時は七世紀末。先の大王から疎まれ、不遇の時を過ごした藤原史(ふひと)。

彼の胸には、畏ろしき野望が秘められていた。それは、「日本書紀」という名の神話を創り上げ、天皇を神にすること。そして自らも神になることで、藤原家に永遠の繁栄をもたらすことであった。古代史に隠された闇を抉り出す、著者初の歴史小説にして会心作!(本書帯より引用)

 

Amazonに散々お世話になっている身としてはいささか言いにくいのですが、やはり実物の本屋さんは素晴らしい。

本書との出会いは某書店にてフラフラ新刊書を見ている時にまだ棚に並べる前の山積みされている本の中から本書の背表紙を見て「藤原不比等の話を馳星周が書いたのか」と僕の頭にフラグが立ったのでした。

藤原不比等については教科書プラスαくらいの知識しか持っていませんが、奈良時代に比肩しうる者なき権力者として君臨し藤原氏隆盛の礎を築いた人物という認識はありました。

馳星周については正直に言うと今まで一冊も読んだことはありません。ただハードボイルド小説の第一人者という認識でした。

この二つの認識が頭の中で化学反応を起こして、この本は面白いはずだという直感に結びつきました。こういう時は多少高い単行本でも手に入れておくべきというのが僕の中の掟です。

 

久しぶりに夜更かしして本を読みました。結局1日半くらいで読み終えたことになるんですかね。

 

恐るべし、不比等! その深謀遠慮には本当に舌を巻きます。主人公だから当たり前なのですがやることなすことすべてビシビシと当たりまくり、その野望を実現していきます。細かいところは実際に読む楽しみを奪ってしまいますのでここでは触れませんが、あえて記すとすれば持統天皇との丁々発止のやり取り(言葉遣いはすごく丁寧だけど)は古代史モノといえども手に汗握る攻防で本書の一番の見せ場と言ってもいいでしょう。

 

この時期、持統天皇以降女帝の時代が続くのですが、その人物たちがいずれも執念を燃やしてその役割を全うしていくのはちょっとした感動を覚えます。

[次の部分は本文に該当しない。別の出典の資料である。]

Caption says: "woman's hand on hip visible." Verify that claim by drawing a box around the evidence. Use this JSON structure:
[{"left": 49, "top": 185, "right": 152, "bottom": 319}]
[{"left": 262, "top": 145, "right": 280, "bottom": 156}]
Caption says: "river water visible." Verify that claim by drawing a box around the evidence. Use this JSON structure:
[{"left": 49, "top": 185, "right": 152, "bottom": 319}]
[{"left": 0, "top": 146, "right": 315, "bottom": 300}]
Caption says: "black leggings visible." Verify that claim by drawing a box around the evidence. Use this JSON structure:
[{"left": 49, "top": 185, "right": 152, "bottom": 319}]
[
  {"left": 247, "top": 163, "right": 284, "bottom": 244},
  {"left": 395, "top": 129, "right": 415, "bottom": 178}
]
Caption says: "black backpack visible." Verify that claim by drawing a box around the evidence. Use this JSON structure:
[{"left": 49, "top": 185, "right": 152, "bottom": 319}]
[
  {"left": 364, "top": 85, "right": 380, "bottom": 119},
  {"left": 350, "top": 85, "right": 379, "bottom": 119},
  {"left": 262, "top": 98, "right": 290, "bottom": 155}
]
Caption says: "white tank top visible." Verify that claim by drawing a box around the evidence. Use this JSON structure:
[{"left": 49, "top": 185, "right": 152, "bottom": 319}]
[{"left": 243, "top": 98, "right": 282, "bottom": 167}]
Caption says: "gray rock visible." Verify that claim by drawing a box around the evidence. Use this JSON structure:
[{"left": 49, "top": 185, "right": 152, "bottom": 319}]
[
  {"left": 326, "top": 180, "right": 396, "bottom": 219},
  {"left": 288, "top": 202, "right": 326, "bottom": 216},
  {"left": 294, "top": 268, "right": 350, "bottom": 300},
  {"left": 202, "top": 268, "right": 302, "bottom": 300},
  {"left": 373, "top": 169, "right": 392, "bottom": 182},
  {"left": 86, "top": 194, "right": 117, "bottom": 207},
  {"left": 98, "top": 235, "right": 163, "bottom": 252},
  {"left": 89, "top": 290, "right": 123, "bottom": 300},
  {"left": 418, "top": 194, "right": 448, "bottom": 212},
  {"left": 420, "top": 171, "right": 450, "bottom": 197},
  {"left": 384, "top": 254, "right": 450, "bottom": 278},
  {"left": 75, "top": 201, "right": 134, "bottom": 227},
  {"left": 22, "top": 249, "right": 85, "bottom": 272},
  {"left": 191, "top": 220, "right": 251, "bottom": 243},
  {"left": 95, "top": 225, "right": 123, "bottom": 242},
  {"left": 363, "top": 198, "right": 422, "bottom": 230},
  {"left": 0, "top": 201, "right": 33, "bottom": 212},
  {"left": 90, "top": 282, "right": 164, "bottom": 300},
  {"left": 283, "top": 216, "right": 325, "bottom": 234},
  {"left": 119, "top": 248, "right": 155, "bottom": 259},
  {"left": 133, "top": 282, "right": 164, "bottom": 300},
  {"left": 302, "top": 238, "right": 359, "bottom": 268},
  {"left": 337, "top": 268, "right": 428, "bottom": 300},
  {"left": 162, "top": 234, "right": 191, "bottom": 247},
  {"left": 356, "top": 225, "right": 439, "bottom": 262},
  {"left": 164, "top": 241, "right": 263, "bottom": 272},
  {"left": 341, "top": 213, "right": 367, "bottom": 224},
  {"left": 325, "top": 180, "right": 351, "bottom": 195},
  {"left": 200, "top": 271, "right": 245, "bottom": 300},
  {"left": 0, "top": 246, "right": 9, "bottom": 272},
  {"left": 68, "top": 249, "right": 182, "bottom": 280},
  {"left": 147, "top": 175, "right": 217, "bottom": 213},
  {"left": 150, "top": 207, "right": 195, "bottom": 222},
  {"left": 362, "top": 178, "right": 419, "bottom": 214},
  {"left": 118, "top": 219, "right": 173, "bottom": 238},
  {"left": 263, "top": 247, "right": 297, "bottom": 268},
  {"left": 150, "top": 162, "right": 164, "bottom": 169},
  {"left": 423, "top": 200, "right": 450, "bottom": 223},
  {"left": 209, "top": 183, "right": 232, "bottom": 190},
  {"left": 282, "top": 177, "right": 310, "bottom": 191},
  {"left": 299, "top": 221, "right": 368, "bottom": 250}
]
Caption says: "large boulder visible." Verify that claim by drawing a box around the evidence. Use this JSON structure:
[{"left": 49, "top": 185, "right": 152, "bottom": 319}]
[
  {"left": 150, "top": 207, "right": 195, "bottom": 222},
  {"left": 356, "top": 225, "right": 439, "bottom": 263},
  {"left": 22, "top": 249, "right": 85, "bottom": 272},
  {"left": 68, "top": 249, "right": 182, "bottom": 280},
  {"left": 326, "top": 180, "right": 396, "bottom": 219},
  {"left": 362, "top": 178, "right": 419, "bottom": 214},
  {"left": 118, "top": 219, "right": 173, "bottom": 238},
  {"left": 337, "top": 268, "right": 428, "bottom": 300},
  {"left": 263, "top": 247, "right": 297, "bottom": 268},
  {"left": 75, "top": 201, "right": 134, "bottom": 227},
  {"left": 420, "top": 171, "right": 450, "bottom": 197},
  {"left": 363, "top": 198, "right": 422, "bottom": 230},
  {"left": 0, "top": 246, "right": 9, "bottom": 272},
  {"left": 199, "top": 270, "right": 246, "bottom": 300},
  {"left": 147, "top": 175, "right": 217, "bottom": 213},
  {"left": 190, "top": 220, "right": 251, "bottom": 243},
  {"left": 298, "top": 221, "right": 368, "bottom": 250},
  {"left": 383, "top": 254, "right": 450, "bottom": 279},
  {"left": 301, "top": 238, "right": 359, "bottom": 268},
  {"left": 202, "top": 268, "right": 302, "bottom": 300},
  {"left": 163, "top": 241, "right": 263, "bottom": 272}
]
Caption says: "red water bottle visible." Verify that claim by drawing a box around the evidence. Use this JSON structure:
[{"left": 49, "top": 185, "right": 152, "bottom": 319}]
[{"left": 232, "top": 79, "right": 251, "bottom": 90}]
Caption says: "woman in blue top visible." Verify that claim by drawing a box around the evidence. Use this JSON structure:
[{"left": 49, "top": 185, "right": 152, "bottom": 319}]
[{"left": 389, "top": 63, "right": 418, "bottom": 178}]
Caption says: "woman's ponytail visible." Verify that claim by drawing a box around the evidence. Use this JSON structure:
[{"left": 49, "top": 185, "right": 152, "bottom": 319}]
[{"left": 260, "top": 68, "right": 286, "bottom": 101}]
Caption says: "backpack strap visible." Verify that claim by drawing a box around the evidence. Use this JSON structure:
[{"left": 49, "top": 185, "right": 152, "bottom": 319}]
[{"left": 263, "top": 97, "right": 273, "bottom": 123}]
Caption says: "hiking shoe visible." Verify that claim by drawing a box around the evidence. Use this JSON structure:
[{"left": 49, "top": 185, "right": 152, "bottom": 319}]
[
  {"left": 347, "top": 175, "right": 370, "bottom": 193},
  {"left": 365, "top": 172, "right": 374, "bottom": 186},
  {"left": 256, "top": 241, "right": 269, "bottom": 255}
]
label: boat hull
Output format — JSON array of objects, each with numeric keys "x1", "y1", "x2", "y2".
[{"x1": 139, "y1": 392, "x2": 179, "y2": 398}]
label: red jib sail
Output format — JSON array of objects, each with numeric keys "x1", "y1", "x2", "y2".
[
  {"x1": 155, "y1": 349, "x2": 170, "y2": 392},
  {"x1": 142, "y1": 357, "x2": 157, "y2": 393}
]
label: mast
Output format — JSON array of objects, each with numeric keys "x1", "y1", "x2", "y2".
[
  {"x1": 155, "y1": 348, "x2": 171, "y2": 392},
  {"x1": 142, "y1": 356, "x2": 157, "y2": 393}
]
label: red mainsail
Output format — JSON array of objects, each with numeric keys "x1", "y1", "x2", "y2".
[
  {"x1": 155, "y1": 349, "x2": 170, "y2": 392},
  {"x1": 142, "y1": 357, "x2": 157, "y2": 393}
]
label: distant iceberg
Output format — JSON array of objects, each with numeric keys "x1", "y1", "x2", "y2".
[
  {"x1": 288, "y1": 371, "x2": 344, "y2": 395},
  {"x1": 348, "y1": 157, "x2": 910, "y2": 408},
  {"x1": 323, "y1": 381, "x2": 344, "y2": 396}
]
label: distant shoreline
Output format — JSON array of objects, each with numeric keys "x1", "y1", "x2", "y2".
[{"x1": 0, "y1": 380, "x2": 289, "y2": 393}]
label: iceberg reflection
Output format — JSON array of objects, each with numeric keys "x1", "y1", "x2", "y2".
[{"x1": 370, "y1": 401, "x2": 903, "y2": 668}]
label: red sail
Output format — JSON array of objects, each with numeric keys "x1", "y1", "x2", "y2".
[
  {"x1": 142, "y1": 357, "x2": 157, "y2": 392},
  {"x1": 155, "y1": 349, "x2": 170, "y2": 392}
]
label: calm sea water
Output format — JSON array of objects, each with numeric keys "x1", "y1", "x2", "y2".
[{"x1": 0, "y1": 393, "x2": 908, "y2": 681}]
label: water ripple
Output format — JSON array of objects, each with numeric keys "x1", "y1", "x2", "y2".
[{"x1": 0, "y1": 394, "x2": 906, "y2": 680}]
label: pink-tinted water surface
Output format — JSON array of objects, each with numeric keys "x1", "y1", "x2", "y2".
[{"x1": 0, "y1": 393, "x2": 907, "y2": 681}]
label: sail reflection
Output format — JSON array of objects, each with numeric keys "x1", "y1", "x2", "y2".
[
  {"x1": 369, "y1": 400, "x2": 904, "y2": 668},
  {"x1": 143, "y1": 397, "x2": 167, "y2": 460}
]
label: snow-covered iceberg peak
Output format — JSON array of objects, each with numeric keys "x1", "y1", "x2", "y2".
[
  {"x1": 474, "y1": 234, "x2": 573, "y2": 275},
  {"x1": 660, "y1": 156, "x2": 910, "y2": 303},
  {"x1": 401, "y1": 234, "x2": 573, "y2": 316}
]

逆に不比等以外の男性登場人物が少し影が薄いのは不比等の恐ろしさを浮き彫りにしていくには仕方のないことかもしれません。

 

全体的によくできた物語なのですが少し気になった点をいうと、史実だから仕方がないのですが、不比等がドンドン登っていくばかりで大きな挫折がないためいささかストーリーが平板に感じます。(少しだけね)

物語が語られる以前(壬申の乱直後)には鬱屈した期間があったようですからその部分に言及してもよかったのではないかと思いました。

 

奈良時代はこの後も色々面白い展開が続きますので続編なんかあっても良いかもしれません。

(あるいは遡って大化の改新から壬申の乱あたりとかでもいいですね)

 

古代史は人の姻戚関係や名前が難しいからと喰わず嫌いのあなた、古代史モノの登竜門としては最適な本ですのでぜひ手に取ってみてください。